The good news? Your homeowner's insurance is going to help you fix damage from a lot of different types of natural disasters. And there’s usually supplemental insurance you can get to cover anything else. So what should you be looking out for?
Rocky Mountain Region: Wildfire
Fires can happen anywhere, but if you’re moving to a dry area, like California or Colorado, there’s an actual wildfire season. That’s right, a whole season in which you can expect wildfires. Finding the right neighborhood is going to be a big factor in home safety. Ask your real estate agent which areas have a high wildfire risk. And if you’re thinking about upping your property value with some landscaping, you should check with your local fire department for fire safety guidelines. Planting a lot of shrubbery and trees around the home might look great in the Southeast, but in the West, it’s a fire hazard.
West Coast: Earthquakes
When you think of an area with earthquakes you probably immediately think of California, but the truth is there are major fault lines all over the country. Ask what earthquake resistant features your new home has. If there are upgrades available, you can always take out a HELOC to retrofit your home to make it safer. You should also check with the HOA to see what they’re responsible for if an earthquake does hit.

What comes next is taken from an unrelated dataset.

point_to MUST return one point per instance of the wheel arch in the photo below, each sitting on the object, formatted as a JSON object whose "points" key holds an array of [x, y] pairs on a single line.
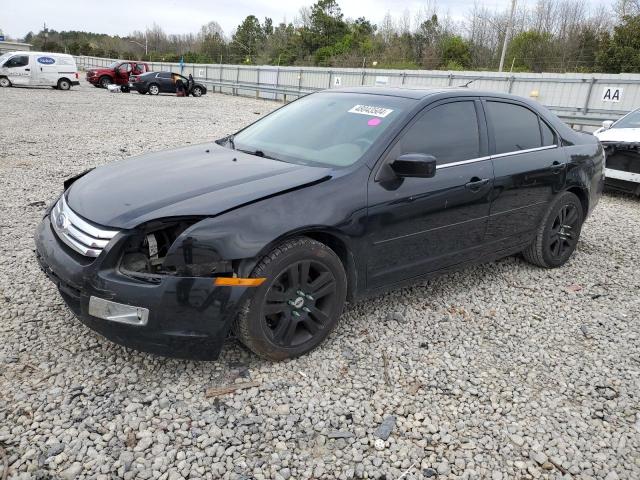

If you’re moving from Florida to New York, your idea of snow might be all snowballs, snowmen, and hot chocolate. But too much snow can actually cause damage to your house. Luckily, your homeowner's insurance will probably cover you if your roof collapses under the weight of the snow, a tree falls on your house, or your pipes burst. But if your house floods because the snow melts too quickly, you’re probably only covered if you have flood insurance.
Flood water is powerful and can happen suddenly. You can always prepare to protect your home with sandbags, but in major floods, your best bet is to grab your family, important documents, and evacuate as quickly as possible. The bad news about floods? Most regular homeowners insurance policies don't cover damage caused by floodwater. So If your house is in the flood zone you might want to consider getting additional insurance. You can learn more about flood insurance and how to get it at http://www.floodsmart.gov.
If you’re new to the area, you might not know what to expect from hurricane season in the Southeast. It can mean anything from a week of rain to fun hurricane parties (it’s a thing, ask your neighbors), to serious damage. If your area does get hit hard with a hurricane, it can mean wind damage and flooding. Check with your homeowner's insurance to see exactly what you’re covered for. Most policies will cover water damage if the wind blows your roof off and it rains in your house, but not if storm surges flood your neighborhood.
Fixing the damage
Not every natural disaster is going to be covered by your homeowner's insurance. So what do you do when you need money to repair your biggest investment? If the President designates your area as a disaster area you can apply for mortgage insurance through the Federal Housing Administration 293 (h) program. And if your area wasn’t hit as hard, but your house still has damage, you can always take out a home equity line of credit (HELOC) to repair the damage--and maybe make some home improvements while you’re at it.